Brilliant. This is your best post in a long time, out of a good number of great posts.
College has become increasingly expensive, and about the only way a kid who does not have wealthy parents can afford to go to college is to take out a loan that offers a lifetime of indebtedness. And even with a college diploma, there is no guarantee that there will be a job there when they do graduate. The competition for good-paying jobs that offer a future is becoming much fiercer, and in many fields there are far more applicants than there are actual job openings. A lot of fresh graduates are finding that the market is so glutted with job applicants that the chances of landing a decent job in their chosen field are not much better than the odds of winning the PowerBall lottery. About the only chance for them to be hired is if they just happen to be at the right place at the right time or if they have connections or know the right people.

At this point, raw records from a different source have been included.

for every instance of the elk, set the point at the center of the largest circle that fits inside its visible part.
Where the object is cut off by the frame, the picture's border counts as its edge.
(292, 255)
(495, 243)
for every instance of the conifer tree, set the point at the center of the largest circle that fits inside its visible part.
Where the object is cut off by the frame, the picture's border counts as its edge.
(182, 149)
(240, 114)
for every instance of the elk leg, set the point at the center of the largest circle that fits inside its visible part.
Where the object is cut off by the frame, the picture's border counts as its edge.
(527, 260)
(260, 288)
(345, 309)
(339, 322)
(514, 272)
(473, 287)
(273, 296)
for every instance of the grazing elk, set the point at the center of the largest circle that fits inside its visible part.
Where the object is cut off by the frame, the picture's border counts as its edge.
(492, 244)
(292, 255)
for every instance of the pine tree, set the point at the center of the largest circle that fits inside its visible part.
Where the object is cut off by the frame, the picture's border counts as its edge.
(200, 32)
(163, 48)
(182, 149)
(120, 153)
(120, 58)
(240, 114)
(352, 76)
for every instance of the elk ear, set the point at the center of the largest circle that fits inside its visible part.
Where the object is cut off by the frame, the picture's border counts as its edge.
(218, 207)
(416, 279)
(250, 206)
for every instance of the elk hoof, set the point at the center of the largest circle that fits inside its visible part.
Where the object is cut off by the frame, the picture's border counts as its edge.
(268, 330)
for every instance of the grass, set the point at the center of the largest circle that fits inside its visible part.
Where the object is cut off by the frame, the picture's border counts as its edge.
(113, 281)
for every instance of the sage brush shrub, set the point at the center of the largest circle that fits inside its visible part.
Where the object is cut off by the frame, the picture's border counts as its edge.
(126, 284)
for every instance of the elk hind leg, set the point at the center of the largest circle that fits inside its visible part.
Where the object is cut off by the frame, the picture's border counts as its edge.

In the future, our nation is going to split up even more into just a wealthy few at the very top, and the rest of us struggling somewhere to pay the bills and to keep our heads above water. The prospects for those of us who work hard and play by the rules will become increasingly bleaker. Of course, there are winners and losers in the competitive marketplace, and not everybody can be successful, but I think that the nation’s welfare depends critically on most people believing that they have at least a chance of making it if they work and study hard, keep their noses clean, and manage to catch a break here or there. If people start to think that the whole game is rigged against them and that they have no chance for success, they might start to turn to fascist-type solutions, in which their plight is blamed on dark conspiracies or on various minorities. Not a bright prospect.
"A lot of fresh graduates are finding that the market is so glutted with job applicants that the chances of landing a decent job in their chosen field are not much better than the odds of winning the PowerBall lottery."
That's story from recent college grads I know. Two of them finally gave up on CT after a year of hunting and part time work, and found decent jobs in Texas. They don't care for the climate, but the job trumps that.
Again, it depends on the state. Many private schools in my region are church affiliated and cheaper than you might imagine. Probably cheaper than getting certified for a disability exemption from the test. Quality might be a bit dodgy at some of those schools, but this is about getting a certificate, period.
Edmund Dantes reminds me that there are currently some very good paying jobs for barely-graduates if you are willing to catch a bus to the Dakotas rather than Texas and work REALLY hard.